The atomic clocks that mark official time lose the equivalent of just 1 second every 200 million years. But metrologists are not satisfied. A more precise time standard might improve the navigation of spacecraft and help experimenters look for variations in fundamental constants that would signal new physics. So the push is on to replace current clocks, which are tuned to a specific microwave frequency, with even better clocks that exploit higher-frequency visible light.

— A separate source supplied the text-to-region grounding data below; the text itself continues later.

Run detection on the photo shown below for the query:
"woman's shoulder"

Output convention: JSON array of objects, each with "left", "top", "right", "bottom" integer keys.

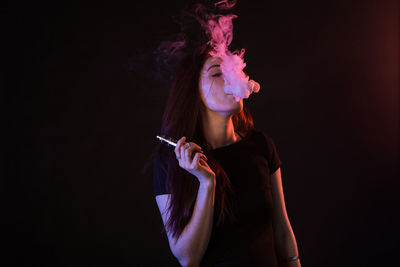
[
  {"left": 247, "top": 127, "right": 271, "bottom": 140},
  {"left": 246, "top": 127, "right": 278, "bottom": 148}
]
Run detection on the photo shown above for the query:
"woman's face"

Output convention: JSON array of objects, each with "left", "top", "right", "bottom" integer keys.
[{"left": 199, "top": 56, "right": 243, "bottom": 115}]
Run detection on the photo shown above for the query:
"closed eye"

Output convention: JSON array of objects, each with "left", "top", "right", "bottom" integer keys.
[{"left": 211, "top": 72, "right": 222, "bottom": 78}]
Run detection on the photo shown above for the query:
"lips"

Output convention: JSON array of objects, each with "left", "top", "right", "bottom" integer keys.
[{"left": 226, "top": 93, "right": 241, "bottom": 102}]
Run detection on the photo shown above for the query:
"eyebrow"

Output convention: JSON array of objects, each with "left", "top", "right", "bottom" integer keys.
[{"left": 207, "top": 64, "right": 221, "bottom": 72}]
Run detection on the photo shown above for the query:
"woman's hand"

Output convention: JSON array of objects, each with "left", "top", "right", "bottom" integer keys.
[{"left": 174, "top": 136, "right": 216, "bottom": 185}]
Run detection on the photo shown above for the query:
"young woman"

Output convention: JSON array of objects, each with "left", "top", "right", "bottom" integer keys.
[{"left": 153, "top": 44, "right": 301, "bottom": 267}]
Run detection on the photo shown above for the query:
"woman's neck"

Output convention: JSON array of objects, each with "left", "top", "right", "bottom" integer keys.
[{"left": 202, "top": 110, "right": 239, "bottom": 149}]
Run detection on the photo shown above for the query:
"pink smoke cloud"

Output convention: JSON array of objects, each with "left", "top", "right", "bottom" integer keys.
[{"left": 199, "top": 0, "right": 260, "bottom": 101}]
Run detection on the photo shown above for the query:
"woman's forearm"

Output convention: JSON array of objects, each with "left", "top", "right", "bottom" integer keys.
[
  {"left": 275, "top": 227, "right": 301, "bottom": 267},
  {"left": 173, "top": 181, "right": 216, "bottom": 267}
]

In a paper out last month, a group of experts set up by the International Bureau of Weights and Measures (BIPM) in Sèvres, France, lays out a road map for the steps needed to redefine the unit of time—the metric second—in terms of optical radiation. Already, physicists at the National Institute of Standards and Technology (NIST) Boulder Laboratories in Colorado appear to have satisfied one of the road map's key requirements—a 100-fold improvement in accuracy over the best microwave clocks—using a pair of optical clocks.
Clocks mark time by tracking a periodic action. A grandfather clock relies on the regular swings of a pendulum, and the original definition of the second was based on the length of a day as fixed by Earth's spin. Current atomic clocks depend on the oscillations of a microwave beam at the precise frequency needed to excite atoms of cesium-133 to a higher energy level. In 1967, the second was defined as 9,192,631,770 cycles of a beam tuned to the cesium standard. Today, the best cesium clocks have accuracies of 1.6 parts in 1016.

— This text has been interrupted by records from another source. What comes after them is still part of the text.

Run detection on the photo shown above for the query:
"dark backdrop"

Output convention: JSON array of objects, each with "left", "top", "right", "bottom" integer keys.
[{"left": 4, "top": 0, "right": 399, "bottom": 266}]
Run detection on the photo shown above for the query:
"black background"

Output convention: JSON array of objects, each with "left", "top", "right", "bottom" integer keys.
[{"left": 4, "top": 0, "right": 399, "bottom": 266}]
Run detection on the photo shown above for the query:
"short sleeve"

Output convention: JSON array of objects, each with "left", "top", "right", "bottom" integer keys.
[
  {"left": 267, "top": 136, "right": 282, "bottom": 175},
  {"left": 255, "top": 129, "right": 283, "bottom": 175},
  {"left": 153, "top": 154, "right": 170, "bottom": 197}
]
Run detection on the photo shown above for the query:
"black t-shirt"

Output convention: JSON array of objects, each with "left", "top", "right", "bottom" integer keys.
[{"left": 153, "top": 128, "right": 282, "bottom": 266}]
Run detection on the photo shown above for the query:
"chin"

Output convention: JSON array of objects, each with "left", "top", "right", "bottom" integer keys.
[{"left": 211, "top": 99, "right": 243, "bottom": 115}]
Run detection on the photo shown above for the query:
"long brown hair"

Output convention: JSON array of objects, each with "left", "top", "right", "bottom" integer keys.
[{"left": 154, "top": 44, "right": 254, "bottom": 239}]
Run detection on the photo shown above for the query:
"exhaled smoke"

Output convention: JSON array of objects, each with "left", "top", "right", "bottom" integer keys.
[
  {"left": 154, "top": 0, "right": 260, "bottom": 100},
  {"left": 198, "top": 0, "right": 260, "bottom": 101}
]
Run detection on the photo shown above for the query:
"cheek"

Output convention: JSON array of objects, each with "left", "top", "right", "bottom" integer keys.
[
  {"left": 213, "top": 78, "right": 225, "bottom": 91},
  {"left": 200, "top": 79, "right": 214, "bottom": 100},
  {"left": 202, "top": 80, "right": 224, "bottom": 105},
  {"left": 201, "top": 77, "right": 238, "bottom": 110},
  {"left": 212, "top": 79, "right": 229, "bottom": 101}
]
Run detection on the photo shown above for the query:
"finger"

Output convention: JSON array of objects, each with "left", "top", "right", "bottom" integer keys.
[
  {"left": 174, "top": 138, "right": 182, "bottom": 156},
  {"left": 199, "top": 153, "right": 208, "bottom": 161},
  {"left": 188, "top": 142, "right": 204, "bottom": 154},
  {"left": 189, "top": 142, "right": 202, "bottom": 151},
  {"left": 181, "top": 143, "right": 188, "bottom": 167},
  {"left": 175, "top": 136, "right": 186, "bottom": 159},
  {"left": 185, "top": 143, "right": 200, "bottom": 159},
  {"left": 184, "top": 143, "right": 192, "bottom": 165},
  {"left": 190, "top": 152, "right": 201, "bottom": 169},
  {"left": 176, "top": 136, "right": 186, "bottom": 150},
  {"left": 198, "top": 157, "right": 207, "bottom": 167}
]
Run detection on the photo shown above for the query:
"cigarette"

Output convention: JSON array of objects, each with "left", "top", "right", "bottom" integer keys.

The frequency of visible light is about 100,000 times higher than that of microwaves, promising even more precision. However, the lasers needed to cool atoms and provide a stable reference at these frequencies are a challenge to build. Improvements in laser technology led BIPM a few years ago to begin reviewing the accuracy of optical clocks. On 14 February it published a paper in its journal, Metrologia, setting out five milestones that should be met before the second can be redefined based on visible light. And in unpublished work, Andrew Ludlow and colleagues at NIST appear to have reached the accuracy stipulated by BIPM's first milestone.
The NIST team operated two optical clocks, using several lasers to cool and trap a few thousand ytterbium atoms in an "optical lattice" and then excite a particular energy transition in those atoms. The researchers found that the two clocks ticked at the same rate to within 1.4 parts in 1018—just over 100 times better than the top cesium devices. "It would be the first time that two clocks of the same species have been shown to agree at that level," Ludlow says.

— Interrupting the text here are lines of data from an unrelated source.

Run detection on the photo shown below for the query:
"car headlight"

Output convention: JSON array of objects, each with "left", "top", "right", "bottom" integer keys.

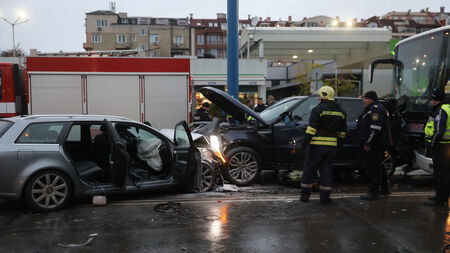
[{"left": 210, "top": 135, "right": 226, "bottom": 164}]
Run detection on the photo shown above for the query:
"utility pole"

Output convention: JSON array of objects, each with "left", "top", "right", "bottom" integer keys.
[{"left": 227, "top": 0, "right": 239, "bottom": 99}]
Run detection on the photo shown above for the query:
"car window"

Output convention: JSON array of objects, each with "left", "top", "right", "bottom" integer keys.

Being a cautious bunch, metrologists will not accept the NIST result at face value. Jérôme Lodewyck, a physicist working on strontium lattice clocks at the Paris Observatory's Time-Space Reference Systems lab, says the NIST result "is probably correct," but that when it comes to changing the second, "probably correct is not good enough." He notes that something unexpected—perhaps a stray electric field—could throw off two clocks in the same lab by the same amount, making the drift undetectable.
The BIPM road map calls for a number of cross-checks, including reaching the required accuracy with clocks in different labs. Another check involves comparing the ticking of different types of atomic clocks. The NIST scientists and colleagues at JILA, a research institute down the road in Boulder, are doing just that, comparing the ytterbium clocks to others that rely on strontium atoms and aluminum ions. Ludlow says the measurements are not far off the desired accuracy, and that once they've finished they can compare their results with labs in Europe or Asia.
One issue the road map does not address, Ludlow says, is how to choose which atomic transition—and hence type of clock—will ultimately come to define the second. He prefers clocks made from lattices of neutral atoms because they need only run for a few hours before reaching their stated accuracy, whereas rival devices made from single trapped ions might need weeks to do that. But he acknowledges that the jury is still out. "Ion clocks have made great advances in the last decade and they keep getting better," he says.
Patrick Gill, a laser physicist at the National Physical Laboratory in Teddington, U.K., says the switchover to optical clocks shouldn't happen while they are all improving so quickly. He says that officials might agree on a new definition when the world's top metrological body—the General Conference on Weights and Measures—meets in 2026. (The organization meets every 4 years and this year is expected to approve new definitions for four other metric base units: the kilogram, the ampere, the kelvin, and the mole.)
Ekkehard Peik, head of the time and frequency group at Germany's National Metrology Institute in Braunschweig, is more cautious still. Arguing that cesium clocks are accurate enough for today's applications, he says a redefinition can probably wait until the early 2030s, offering more time for scientists to duke it out with competing clocks. Such rivalry, he says, "is what also drives progress and one should not be afraid of it."